GRAPHCT - Editorial

editorial
graphct
hard
june10

#1

PROBLEM LINKS

Practice
Contest

DIFFICULTY

HARD

EXPLANATION

It can be shown that G has a cycle of length 5 as a minor iff G has a cycle of length >= 5 in it. So we wish to count biconnected graphs having no cycle of length >= 5.

We start by working out a few special cases for n <= 4. Now, first we show that any biconnected graph having n >= 5 vertices has a cycle of length atleast 4. Consider any nodes u and v which are not connected. Since there are atleast 2 disjoint paths between u and v (each of length >= 2), we can combine them to form a cycle of length >= 4. Hence, the only possibility is that for all u,v there is an edge between then. But in that case, the graph is a clique and has a cycle of length >= 4. Thus, all biconnected components having >= 5 vertices have a cycle.
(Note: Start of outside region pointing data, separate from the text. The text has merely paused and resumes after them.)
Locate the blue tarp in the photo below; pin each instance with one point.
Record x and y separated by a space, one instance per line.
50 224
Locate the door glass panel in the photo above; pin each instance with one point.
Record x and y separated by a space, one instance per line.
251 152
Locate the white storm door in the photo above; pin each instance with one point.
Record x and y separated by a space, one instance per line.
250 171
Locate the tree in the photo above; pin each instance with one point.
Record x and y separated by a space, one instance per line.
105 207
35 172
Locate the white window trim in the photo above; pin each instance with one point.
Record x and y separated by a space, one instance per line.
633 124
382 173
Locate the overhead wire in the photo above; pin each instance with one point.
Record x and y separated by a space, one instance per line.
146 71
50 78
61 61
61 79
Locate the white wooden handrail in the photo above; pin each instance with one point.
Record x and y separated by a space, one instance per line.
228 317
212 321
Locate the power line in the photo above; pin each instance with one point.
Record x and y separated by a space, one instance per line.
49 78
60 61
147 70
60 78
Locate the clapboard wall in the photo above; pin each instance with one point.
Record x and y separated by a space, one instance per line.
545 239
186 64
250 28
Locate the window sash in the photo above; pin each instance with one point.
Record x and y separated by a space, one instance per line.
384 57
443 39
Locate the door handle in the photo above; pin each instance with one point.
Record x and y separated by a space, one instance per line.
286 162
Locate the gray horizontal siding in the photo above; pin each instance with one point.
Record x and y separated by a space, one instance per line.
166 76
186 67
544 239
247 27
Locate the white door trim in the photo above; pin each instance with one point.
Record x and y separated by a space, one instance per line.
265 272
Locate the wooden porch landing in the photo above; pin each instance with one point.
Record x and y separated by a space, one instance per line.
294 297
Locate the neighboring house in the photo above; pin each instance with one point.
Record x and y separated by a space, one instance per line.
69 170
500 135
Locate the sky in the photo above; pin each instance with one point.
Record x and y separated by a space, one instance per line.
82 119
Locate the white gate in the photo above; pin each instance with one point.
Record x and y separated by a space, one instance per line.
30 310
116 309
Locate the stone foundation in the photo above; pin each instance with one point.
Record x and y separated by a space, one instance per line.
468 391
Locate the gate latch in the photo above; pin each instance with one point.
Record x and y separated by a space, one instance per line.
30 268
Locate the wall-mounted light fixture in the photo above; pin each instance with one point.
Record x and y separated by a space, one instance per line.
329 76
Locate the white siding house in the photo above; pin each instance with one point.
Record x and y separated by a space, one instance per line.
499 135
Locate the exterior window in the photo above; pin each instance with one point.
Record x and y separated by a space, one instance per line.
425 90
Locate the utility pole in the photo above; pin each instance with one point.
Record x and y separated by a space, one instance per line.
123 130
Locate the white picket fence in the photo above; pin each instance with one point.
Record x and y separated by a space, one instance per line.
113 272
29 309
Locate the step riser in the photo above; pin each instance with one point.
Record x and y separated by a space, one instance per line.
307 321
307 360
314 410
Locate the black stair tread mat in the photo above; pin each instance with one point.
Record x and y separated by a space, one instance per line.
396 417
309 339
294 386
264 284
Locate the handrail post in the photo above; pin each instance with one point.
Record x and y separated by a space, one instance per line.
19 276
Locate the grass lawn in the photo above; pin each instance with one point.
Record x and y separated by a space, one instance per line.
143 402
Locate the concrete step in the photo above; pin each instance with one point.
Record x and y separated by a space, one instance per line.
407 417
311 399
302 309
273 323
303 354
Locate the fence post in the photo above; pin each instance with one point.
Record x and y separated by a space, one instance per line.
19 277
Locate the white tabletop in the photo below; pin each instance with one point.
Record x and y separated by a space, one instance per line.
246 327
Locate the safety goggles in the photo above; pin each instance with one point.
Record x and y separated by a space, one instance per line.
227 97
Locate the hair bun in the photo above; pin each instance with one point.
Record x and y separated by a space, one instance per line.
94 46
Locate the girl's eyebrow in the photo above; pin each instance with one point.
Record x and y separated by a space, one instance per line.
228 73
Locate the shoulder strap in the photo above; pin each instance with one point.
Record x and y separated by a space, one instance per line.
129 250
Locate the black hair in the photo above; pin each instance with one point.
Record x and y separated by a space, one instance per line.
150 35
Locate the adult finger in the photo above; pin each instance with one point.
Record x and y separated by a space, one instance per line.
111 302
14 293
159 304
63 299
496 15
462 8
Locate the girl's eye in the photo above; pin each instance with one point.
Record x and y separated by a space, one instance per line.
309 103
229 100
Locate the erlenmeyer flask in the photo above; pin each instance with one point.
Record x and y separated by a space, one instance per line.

Now we can use an ear decomposition of two connected graphs. The result basically says that we can start off with any cycle in G, and form the graph progressively by adding maximal paths (ears) to G. So we start off with a cycle having 4 nodes (one surely exists, as we have seen above). Now analysing a few cases reveals that the only way to add ears to G are between 1 diagonal, and each ear should have length exactly 2. In all other cases, we get a cycle of length >= 5. Thus, G looks like this : there are two nodes u and v, with n - 2 disjoint paths of length 2 between them. We can optionally add a direct edge between u and v if needed. Thus, the total number of edges in G are either 2 * (n-2) or 2 * (n-2) + 1. We can choose u and v in ncr(n,2) ways. This gives us the following result :

if n = 1, output 1 if m = 1, else 0
if n = 2, output 1 if m = 1, else 0
if n = 3, output 1 if m = 3, else 0
if n = 4, output 3 if m = 4. If m = 6 output 1, else if m = 5 output 6. else output 0
for n >= 5, output n * (n-1)/2 if m = 2 * (n-2) or m = 2 * (n-2) + 1. else output 0.